Grant soon comes to in Vivian’s arms. She explains that Joe Claiborne knocked him out with the butt of the rifle because he wouldn’t stop trying to attack Griffin, the tall mulatto. Although she is exasperated that Grant didn’t just walk away from the fight, she lets him spend the night at her house. There, she reveals that her husband is refusing to give her a divorce unless he can visit his children once a week. This means that Grant and Vivian can’t marry and leave the South as they’d hoped. Upset by this new development, Grant lashes out at Vivian, who is still annoyed by his drinking and recklessness in getting into the brawl. He storms out but quickly returns and buries his face in her lap.
The next morning, Reverend Ambrose comes to visit Grant at Tante Lou’s house. He tries to recruit Grant to help him save Jefferson’s soul, but Grant is resistant, explaining that saving souls is the Reverend’s business, not his own. The Reverend grows accusatory and tells Grant that although he knows reading, writing, and arithmetic, he knows nothing of his own people, and is unaware of how much Tante Lou suffered to put him through college.
Gaines’s detailed rendering of mid-century Cajun culture has thus far left out the prejudice that “mulattoes,” or people of mixed heritage, had against full African-Americans. Although the mulattoes face many of the same indignities that blacks do at the hands of Caucasians, they are no kinder to people with darker skin than them.

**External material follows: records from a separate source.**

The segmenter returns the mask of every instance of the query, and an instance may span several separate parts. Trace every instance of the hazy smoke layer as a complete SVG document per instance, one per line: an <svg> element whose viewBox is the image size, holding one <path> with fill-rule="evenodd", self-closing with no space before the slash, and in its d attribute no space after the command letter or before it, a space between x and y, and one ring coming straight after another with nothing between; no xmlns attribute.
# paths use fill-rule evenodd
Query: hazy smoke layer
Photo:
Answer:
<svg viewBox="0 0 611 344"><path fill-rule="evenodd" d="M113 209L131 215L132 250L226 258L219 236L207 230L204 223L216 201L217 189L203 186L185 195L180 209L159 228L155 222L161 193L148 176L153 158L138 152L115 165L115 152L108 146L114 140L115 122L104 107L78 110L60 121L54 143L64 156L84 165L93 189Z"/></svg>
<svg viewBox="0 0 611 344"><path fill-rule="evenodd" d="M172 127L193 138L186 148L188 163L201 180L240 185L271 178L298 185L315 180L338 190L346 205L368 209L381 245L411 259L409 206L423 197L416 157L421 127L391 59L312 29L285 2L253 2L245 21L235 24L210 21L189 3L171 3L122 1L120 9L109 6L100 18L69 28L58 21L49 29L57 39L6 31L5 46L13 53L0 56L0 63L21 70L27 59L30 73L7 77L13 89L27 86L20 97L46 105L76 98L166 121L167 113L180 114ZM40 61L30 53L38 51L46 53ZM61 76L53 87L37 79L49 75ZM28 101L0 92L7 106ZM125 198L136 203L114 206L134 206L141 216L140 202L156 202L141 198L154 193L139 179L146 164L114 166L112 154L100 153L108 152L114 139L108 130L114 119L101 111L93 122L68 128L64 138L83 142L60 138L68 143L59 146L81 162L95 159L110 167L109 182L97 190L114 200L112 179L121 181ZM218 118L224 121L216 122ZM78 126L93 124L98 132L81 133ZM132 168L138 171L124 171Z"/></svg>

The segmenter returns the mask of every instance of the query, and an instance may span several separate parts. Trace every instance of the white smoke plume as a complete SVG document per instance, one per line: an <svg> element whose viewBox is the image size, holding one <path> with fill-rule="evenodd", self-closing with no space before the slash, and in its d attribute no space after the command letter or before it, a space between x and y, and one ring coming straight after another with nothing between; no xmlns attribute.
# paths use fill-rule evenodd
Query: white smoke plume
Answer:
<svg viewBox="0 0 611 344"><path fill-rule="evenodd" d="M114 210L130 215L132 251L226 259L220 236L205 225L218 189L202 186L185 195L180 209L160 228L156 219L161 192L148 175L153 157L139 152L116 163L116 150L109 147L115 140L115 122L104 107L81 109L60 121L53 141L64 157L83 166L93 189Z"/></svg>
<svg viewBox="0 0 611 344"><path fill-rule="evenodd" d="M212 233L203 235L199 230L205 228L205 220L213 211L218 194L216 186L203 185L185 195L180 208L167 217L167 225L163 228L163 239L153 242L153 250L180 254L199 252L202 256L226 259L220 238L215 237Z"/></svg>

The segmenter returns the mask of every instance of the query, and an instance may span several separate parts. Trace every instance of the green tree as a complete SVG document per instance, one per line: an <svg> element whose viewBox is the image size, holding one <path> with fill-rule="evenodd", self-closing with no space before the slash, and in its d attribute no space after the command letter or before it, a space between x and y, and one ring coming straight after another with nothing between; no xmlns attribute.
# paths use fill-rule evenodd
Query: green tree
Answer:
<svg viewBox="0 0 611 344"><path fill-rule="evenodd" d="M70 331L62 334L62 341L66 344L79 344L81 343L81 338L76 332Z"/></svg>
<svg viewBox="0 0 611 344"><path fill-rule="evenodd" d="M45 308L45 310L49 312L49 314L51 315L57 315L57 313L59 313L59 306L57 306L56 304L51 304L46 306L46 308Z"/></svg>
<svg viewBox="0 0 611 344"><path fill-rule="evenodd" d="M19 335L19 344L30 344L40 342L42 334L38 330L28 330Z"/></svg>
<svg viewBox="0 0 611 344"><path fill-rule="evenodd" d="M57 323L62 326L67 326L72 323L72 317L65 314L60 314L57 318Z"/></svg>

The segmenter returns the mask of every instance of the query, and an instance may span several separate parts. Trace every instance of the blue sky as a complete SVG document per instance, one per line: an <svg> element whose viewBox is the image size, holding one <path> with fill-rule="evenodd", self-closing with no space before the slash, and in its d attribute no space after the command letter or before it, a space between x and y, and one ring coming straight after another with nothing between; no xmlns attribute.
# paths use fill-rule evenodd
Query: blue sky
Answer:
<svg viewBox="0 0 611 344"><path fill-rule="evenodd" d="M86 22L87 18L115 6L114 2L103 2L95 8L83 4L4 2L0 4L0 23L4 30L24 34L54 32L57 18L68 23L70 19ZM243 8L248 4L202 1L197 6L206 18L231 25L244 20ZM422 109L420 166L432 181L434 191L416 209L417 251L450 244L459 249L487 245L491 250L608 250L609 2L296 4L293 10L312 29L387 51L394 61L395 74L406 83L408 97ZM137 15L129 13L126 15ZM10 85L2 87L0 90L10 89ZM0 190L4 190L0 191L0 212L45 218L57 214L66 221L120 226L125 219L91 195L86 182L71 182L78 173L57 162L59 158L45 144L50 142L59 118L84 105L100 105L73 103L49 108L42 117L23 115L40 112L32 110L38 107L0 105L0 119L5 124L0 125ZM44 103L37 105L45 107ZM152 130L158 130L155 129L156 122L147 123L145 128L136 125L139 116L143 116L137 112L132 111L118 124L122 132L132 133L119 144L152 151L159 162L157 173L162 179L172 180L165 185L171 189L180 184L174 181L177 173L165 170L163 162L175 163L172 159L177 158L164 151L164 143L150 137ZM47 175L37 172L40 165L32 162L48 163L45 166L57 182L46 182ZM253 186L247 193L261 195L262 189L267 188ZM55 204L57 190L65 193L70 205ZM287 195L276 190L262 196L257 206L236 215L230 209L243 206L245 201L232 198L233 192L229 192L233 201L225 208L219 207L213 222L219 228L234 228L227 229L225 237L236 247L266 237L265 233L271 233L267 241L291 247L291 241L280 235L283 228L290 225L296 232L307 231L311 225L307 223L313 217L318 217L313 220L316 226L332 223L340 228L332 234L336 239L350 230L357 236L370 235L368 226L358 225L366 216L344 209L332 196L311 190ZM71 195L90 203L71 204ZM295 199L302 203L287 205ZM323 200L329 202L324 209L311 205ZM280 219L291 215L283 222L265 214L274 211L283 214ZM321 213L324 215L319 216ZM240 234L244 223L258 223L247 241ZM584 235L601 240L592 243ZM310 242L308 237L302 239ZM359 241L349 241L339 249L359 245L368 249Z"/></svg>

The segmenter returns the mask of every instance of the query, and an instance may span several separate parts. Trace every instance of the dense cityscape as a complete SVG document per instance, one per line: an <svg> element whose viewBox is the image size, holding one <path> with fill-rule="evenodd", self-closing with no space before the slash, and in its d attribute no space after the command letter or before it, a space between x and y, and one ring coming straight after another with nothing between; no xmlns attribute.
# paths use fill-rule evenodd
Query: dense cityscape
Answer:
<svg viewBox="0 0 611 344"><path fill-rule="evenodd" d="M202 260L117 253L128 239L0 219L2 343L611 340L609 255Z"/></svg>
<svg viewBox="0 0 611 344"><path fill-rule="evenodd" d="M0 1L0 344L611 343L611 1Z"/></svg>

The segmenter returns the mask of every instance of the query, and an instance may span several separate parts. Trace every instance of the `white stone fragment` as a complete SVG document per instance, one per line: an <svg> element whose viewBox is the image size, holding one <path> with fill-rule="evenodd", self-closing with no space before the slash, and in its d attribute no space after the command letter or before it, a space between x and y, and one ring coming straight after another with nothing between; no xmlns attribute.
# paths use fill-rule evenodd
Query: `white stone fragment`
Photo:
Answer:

By including this detail, Gaines preempts two possible misinterpretations of the novel. The first wrong interpretation would be that African-Americans are morally superior to Caucasians, since most of the novel’s sympathetic characters are black people from the quarter. The second interpretation that the mulattos undermine is that being the victim of prejudice is a formative experience that makes the characters into better people, as might well be concluded from Jefferson’s experiences.

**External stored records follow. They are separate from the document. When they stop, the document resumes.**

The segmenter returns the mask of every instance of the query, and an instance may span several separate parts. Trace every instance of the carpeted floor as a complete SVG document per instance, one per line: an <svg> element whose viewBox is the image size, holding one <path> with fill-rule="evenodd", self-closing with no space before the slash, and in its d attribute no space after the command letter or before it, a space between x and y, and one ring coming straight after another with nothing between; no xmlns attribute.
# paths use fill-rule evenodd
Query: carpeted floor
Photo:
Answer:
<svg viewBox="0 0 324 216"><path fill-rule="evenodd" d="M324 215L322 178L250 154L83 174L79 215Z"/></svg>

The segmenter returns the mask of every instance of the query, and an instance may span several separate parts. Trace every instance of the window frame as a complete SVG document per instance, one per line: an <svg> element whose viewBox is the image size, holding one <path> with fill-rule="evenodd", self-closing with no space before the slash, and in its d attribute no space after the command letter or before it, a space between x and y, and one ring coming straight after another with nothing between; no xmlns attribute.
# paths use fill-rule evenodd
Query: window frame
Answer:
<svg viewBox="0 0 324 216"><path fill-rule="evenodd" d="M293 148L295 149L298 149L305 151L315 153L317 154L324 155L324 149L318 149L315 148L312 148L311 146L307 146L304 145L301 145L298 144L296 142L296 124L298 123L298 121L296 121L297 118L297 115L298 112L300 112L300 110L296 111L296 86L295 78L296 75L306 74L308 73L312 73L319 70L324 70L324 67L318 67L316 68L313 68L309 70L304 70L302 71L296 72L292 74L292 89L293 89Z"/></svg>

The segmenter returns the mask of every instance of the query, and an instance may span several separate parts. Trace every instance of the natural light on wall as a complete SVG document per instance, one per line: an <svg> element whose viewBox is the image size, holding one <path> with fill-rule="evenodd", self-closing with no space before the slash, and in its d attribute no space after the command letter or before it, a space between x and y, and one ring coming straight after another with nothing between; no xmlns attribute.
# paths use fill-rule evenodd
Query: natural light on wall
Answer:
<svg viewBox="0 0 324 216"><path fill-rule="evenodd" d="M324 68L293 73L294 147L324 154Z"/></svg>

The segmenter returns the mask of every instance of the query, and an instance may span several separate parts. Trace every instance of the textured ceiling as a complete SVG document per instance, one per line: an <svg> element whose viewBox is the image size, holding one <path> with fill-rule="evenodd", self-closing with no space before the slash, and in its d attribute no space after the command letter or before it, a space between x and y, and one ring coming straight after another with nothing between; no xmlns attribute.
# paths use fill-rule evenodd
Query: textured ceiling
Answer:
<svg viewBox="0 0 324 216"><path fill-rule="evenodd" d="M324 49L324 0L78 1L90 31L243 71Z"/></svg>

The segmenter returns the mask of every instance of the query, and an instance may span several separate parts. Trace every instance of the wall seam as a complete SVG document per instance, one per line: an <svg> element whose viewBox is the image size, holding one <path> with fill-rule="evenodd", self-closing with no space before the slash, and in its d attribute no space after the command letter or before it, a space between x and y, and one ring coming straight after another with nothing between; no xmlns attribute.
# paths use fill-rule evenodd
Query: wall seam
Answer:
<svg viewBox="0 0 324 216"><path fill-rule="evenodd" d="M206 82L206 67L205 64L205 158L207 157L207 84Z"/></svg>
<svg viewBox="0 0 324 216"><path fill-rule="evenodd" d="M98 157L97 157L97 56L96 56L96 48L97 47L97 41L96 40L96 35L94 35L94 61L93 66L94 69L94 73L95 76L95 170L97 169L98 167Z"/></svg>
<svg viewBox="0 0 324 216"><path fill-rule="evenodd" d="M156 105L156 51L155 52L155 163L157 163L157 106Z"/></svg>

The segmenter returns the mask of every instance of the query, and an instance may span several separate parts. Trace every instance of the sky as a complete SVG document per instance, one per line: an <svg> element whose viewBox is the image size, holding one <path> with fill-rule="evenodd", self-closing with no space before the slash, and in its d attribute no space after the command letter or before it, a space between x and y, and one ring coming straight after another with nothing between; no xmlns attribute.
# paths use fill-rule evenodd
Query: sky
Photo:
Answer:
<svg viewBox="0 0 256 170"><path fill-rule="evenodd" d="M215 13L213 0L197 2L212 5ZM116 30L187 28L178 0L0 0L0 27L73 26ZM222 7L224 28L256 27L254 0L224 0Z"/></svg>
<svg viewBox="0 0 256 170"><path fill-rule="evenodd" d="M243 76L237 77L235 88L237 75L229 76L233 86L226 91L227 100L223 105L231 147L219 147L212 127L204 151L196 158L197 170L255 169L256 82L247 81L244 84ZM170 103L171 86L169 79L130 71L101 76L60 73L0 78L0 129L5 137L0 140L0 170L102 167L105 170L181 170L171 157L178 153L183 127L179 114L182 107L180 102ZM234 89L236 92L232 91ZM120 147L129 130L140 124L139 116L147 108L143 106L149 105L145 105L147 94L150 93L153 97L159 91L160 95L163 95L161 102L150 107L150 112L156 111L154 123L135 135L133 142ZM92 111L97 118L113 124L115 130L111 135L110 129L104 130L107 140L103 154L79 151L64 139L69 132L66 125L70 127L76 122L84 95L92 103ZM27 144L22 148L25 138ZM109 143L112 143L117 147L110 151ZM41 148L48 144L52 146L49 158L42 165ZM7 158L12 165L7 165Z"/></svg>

Alcohol continues to play a determining role in the events of this section. Grant is unable to stop fighting Griffin largely because he is drunk, and he evades having a serious conversation with Vivian by drinking more whiskey after he comes to. In the novel, alcohol is portrayed as a force that contributes to squabbling among people in the quarter. It is an instrument of oppression because it prevents African-Americans from unifying and cooperating, and strips them of their individual dignity.
This section also expands on Grant’s underlying sexism. Gaines’s examples of women enduring hardship are even more forceful—we hear of the cuts on Tante Lou’s knees, and understand how Vivian’s options are limited by the dictates of her faraway husband. In addition to dealing with poverty and hostile men, women like Vivian must also deal with unreliable but well-meaning lovers like Grant. Although he readily accepts Vivian’s help when he needs to get out of a scrape, Grant is unwilling to confide in her, refusing to admit to her that he is having a conflict with Reverend Ambrose.

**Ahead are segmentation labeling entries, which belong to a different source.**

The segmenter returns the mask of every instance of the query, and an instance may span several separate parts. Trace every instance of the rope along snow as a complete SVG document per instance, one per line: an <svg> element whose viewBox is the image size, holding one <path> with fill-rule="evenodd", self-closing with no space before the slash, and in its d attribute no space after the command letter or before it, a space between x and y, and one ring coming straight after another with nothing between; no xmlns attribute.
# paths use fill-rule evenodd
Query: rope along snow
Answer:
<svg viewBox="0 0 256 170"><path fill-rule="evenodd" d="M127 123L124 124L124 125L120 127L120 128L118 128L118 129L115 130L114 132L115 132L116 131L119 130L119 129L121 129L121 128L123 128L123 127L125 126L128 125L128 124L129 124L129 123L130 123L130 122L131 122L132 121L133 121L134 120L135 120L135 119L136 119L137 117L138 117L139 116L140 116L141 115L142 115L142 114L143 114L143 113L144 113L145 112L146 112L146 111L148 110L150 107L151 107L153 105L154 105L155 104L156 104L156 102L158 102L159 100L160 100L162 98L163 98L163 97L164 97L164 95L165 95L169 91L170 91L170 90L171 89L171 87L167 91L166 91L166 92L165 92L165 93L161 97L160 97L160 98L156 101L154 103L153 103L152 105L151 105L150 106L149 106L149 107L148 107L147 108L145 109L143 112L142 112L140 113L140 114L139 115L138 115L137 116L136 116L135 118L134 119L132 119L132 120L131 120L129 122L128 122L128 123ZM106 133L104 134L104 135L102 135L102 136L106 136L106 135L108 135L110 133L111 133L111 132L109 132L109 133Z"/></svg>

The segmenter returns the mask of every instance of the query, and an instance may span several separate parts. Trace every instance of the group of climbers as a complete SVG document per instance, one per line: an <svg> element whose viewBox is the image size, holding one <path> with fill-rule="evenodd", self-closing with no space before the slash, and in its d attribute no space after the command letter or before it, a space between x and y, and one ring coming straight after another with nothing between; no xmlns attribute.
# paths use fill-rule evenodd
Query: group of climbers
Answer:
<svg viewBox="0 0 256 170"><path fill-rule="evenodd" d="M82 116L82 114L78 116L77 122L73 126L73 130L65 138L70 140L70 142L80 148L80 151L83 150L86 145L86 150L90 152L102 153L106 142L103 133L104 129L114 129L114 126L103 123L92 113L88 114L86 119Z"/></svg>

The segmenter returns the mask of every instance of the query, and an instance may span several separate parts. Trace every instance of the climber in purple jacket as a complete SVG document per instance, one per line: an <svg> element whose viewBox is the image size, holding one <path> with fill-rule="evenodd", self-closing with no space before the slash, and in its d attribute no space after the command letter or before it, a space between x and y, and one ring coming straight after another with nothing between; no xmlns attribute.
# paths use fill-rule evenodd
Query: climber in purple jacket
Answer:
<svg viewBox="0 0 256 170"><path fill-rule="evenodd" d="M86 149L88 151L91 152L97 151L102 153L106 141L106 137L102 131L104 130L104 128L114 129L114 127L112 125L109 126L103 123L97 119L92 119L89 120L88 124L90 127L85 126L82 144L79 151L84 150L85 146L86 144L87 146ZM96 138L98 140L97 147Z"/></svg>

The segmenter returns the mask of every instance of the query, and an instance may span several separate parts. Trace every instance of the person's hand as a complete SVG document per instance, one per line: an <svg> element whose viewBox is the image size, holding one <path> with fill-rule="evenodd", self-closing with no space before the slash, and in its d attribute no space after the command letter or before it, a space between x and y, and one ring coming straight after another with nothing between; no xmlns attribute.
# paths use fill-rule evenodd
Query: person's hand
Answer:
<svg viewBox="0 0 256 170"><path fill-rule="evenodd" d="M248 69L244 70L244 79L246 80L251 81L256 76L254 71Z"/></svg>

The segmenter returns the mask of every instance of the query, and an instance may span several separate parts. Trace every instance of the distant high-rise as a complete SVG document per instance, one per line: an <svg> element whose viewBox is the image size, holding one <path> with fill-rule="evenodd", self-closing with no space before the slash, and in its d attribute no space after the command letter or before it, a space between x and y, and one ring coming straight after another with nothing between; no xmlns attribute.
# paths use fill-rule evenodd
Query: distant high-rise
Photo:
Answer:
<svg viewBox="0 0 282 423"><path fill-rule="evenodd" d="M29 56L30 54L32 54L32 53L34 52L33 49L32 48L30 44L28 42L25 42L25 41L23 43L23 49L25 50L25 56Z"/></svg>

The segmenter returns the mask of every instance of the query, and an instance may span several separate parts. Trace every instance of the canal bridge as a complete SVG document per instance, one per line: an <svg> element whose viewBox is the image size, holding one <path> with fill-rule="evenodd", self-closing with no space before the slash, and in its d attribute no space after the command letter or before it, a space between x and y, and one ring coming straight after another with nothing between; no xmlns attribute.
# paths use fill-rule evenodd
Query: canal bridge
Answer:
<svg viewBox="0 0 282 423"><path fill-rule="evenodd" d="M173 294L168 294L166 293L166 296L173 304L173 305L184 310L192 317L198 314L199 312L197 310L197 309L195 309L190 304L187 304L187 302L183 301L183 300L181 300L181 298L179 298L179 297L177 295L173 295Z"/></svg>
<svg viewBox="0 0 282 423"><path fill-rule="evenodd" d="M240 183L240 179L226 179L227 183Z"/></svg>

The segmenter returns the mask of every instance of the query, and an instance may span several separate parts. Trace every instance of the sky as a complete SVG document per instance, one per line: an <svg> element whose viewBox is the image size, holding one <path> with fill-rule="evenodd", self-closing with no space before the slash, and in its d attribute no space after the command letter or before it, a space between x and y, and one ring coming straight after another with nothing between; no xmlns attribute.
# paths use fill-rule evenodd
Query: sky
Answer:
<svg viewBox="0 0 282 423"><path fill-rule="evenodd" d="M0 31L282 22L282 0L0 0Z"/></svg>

This conflict is the last important theme addressed in the section. Reverend Ambrose continues to pressure Grant to include religion in his lessons to Jefferson, and the chapter repeatedly situates the two men’s methods in opposition to each other. Both are too proud to cooperate with each other, as Miss Emma had hoped they would. Although A Lesson Before Dying is not a conversion narrative—Grant does not change his mind and embrace Reverend Ambrose’s worldview—Gaines does endorse collaboration between Christians and secular intellectuals on difficult problems, which range from educating Jefferson to giving the quarter children the tools to lift themselves out of poverty.